A couple of interactions during the trip made him think deeply about feminism in Russia.
First. He was travelling to Peterhof Palace and sat next to a very charming girl. She was a journalism student, and worked part-time at the Hermitage Museum as a freelance pop-culture writer with a local magazine. They talked about various topics of interest to each other, when she said something that struck him as odd. ‘I don’t see a woman becoming the President of Russia in my lifetime. It is certainly not for me.’
Second. He met a friend of his colleague for high tea. She was a very well-read, well-travelled banker, and a proud Russian. They started chatting about the role of women in Russian society, especially in politics (context: he writes policy research for politicians and is always intrigued by attitude of women toward the field). Now, here was a young, intelligent, independent woman, who said – ‘Politics is dirty business and I don’t think women want to enter the field.’ He wondered aloud if Russian women ‘don’t want’ to enter politics or have they been ‘cultured’ to think so. She appreciated the thought.

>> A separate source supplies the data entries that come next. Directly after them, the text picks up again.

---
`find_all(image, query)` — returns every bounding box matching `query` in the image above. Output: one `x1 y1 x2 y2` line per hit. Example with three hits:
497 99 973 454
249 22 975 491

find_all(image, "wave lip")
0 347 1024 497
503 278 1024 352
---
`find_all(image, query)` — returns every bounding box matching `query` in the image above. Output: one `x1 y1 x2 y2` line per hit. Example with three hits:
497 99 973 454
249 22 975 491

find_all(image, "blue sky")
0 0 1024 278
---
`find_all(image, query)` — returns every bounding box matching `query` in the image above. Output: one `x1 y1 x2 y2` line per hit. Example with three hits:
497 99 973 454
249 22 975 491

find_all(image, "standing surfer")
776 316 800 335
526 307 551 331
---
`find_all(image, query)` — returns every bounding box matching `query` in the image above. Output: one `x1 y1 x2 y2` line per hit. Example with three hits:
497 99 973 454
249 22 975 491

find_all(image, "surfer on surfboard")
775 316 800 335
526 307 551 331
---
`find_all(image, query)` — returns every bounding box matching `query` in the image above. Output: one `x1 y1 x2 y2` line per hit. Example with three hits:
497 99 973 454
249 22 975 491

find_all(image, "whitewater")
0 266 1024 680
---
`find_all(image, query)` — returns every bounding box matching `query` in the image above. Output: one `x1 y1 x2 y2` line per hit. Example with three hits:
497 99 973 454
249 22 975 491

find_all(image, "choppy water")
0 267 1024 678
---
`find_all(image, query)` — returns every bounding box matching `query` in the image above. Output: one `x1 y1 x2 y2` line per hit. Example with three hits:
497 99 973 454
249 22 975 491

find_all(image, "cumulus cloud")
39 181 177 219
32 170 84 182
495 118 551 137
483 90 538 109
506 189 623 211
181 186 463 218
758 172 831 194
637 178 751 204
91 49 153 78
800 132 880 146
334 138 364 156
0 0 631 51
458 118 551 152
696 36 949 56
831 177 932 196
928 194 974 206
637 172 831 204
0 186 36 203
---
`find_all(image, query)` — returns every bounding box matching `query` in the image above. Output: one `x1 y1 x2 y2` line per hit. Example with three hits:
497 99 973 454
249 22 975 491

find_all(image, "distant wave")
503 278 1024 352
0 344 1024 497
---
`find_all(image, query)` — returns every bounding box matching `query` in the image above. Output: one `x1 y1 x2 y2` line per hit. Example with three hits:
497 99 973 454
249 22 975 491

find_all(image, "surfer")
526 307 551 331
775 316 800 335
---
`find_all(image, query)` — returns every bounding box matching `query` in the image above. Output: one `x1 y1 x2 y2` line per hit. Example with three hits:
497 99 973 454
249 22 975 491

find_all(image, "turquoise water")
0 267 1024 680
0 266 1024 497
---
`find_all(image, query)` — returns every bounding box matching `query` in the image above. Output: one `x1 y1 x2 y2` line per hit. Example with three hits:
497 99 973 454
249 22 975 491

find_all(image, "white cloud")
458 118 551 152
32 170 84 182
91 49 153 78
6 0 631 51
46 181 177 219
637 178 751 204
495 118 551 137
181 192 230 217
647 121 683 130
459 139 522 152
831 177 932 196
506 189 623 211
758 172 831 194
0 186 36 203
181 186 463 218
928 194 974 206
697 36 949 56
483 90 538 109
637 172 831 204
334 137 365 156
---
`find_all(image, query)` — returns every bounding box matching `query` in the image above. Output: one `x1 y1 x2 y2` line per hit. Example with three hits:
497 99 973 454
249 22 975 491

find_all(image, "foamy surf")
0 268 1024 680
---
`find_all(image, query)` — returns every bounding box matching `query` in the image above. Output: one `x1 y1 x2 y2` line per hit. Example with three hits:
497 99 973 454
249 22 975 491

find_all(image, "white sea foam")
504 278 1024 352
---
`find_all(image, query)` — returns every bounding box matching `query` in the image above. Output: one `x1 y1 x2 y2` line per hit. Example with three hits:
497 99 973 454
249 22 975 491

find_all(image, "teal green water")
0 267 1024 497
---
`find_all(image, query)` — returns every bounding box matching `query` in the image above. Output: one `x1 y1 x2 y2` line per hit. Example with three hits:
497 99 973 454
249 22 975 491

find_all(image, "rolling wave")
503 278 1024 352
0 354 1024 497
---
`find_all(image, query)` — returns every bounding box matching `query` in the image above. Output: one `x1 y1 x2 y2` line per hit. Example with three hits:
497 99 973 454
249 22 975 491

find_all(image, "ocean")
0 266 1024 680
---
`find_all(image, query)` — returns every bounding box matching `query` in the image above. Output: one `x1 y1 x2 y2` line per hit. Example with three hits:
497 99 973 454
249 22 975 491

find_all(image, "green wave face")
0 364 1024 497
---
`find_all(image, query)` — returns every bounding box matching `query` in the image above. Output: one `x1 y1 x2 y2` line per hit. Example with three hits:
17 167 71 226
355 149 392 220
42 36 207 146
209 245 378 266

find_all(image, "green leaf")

As he researched more on the topic, he learned through some scholarly literature that in the early Soviet period, after the Bolshevik revolution and the fall of monarchy, women emancipation movement was very abrupt. It was not something that women fought for or, dare say, truly wanted. It was sort of imposed on Russian women under the influence of socio-democratically oriented minority. A classic case of social democracy backlash post a totalitarian rule.
Is there a direct correlation, or even causation, between a lack of women representation in politics and an absence of feminist movement? May be.